Poker Guide

I found a STACK of Bicycle League Back for sale, and they are wonderful cards – but when I opened them (I’m not sure how old they are as I bought them from another magician) there was a Brucie Bonus™ that reminded me of an old trick I used to do – a Poker Guide card!


Your spectator shuffles and cuts a deck of cards, and leaves it face down on the table, and you turn over the card case, revealing a ‘Poker Guide’ card tucked under the cellophane.

The box is handed to the spectator, together with a marker, and they are asked to draw an X somewhere in the middle of the box, whilst holding everything behind their back, to ensure maximum randomness.

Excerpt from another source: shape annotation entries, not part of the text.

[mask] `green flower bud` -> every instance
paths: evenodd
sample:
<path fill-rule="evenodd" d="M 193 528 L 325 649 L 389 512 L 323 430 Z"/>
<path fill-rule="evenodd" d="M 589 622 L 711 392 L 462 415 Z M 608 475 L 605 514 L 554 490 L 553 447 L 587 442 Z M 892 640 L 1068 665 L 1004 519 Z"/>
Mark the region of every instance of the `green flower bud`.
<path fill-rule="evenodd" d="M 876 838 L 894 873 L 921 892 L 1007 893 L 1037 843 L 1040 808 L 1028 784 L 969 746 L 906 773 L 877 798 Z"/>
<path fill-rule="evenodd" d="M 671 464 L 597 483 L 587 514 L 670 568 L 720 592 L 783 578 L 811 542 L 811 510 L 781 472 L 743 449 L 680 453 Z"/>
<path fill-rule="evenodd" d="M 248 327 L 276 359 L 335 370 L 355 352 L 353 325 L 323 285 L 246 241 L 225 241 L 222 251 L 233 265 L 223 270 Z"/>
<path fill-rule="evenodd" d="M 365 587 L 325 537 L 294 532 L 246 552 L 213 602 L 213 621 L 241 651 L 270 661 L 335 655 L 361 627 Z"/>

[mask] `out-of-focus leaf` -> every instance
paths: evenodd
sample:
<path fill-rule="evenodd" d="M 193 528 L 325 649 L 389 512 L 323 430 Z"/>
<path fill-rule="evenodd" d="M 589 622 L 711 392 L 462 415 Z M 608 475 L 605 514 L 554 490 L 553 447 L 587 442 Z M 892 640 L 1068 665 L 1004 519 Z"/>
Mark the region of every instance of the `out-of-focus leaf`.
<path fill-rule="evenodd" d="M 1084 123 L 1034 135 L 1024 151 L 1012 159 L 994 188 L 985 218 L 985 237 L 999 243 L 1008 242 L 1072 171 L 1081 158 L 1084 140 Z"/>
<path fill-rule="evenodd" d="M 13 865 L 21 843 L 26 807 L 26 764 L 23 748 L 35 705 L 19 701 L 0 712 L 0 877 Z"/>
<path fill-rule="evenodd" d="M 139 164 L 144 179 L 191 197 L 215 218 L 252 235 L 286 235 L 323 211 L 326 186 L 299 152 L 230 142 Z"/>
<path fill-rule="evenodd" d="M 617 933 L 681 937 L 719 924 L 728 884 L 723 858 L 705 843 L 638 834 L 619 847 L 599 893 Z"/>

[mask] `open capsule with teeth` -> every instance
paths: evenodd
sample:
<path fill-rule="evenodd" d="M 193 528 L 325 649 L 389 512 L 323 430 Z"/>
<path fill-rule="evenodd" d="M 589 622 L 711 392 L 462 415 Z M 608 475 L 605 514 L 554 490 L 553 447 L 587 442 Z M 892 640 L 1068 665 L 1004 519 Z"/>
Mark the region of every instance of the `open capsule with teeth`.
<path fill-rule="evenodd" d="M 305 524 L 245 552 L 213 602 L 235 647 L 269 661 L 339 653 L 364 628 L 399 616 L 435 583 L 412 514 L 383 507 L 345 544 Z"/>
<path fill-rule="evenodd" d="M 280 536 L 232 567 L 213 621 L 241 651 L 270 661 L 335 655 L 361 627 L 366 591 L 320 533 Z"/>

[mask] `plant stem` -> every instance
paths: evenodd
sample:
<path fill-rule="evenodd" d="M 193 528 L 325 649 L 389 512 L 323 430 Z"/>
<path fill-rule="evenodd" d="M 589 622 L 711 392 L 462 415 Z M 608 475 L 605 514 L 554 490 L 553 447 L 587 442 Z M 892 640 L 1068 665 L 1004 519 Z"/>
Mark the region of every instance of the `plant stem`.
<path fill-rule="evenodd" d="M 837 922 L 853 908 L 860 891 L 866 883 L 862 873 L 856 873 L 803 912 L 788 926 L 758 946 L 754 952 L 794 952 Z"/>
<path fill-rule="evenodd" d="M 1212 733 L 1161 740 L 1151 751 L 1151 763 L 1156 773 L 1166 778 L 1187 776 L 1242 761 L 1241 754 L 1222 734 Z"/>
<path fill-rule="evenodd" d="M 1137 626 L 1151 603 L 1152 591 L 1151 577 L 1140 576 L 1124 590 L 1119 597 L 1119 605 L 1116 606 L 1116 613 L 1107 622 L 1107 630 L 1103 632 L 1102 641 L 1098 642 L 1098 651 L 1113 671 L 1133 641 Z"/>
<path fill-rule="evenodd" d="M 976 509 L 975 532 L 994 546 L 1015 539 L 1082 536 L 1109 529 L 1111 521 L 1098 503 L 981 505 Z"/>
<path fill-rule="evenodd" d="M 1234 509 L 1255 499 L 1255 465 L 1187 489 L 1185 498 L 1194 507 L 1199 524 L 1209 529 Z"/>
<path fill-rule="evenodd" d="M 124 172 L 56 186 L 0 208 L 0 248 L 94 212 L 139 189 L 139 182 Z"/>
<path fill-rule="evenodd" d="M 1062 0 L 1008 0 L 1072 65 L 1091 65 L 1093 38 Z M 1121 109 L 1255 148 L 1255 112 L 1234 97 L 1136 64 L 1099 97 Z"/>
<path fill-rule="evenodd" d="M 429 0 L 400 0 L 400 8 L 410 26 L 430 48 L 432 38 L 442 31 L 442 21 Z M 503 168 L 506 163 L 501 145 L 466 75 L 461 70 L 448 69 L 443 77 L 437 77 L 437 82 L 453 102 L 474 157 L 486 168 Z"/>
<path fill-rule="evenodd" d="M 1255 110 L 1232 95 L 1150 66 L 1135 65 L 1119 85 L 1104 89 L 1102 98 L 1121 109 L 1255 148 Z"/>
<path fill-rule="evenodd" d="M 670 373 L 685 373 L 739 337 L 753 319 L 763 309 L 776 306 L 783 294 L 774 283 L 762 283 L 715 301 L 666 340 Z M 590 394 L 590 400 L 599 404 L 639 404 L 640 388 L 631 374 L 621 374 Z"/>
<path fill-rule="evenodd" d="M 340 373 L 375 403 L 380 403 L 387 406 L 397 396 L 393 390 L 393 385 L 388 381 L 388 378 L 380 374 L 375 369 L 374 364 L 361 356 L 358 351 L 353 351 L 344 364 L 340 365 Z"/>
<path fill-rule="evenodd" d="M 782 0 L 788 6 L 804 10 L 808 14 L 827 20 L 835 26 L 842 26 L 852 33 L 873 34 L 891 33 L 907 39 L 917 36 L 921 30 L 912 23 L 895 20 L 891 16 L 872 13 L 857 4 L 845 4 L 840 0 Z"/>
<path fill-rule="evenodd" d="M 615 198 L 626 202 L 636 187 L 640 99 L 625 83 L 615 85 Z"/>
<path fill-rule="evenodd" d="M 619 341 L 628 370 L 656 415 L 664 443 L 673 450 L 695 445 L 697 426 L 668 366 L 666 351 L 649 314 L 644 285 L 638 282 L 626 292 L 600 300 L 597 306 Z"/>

They bring the box back out, and show the case – the X they have drawn marks one of the poker hands – say the ‘Straight’.

The spectator picks up the deck of cards, and deals two poker hands, one to you and one to themselves.

You lose with nothing, but the spectator wins with a Straight!

And not just any straight, but the EXACT set of cards from the Poker Guide!



The Poker Guide Card is tucked into the cellophane around the card box, and with a marker, you draw a shaky looking cross over one of the hands (the Straight, in our example).  The pen you used is discarded, and replaced with a dried-out marker that won’t write in the performance.

In the meantime, the cards used for the Straight are set up, either on the face of the deck, where you can use John Bannon’s ‘Hybrid Holdout’ – a cunning ploy where you start with the deck face up, cut off a small packet (at least five) and demonstrate that you want the spectator to shuffle them – you overhand shuffle, running at least five, reversing their order, and shuffling off.  Table the packet face up to the side, and direct the spectator to copy what you did, cutting a chunk of the main deck, shuffling and dropping on the discard pile.

This continues until the cards are all shuffled and in the discard pile, which is then turned face down, bringing the stack back to the top.  An Ose Cut can finish off the mixing procedure, which has artfully left the required cards on top.

Now you show the card case, being sure to cover the pre-existing mark with your fingers as you casually display the Poker Guide card.  Then hand it face down to the spectator, together with the non-working marker.

Behind their back they draw an X (I direct them to draw it ‘somewhere in the middle’) and then when they bring everything out, you are ready to go!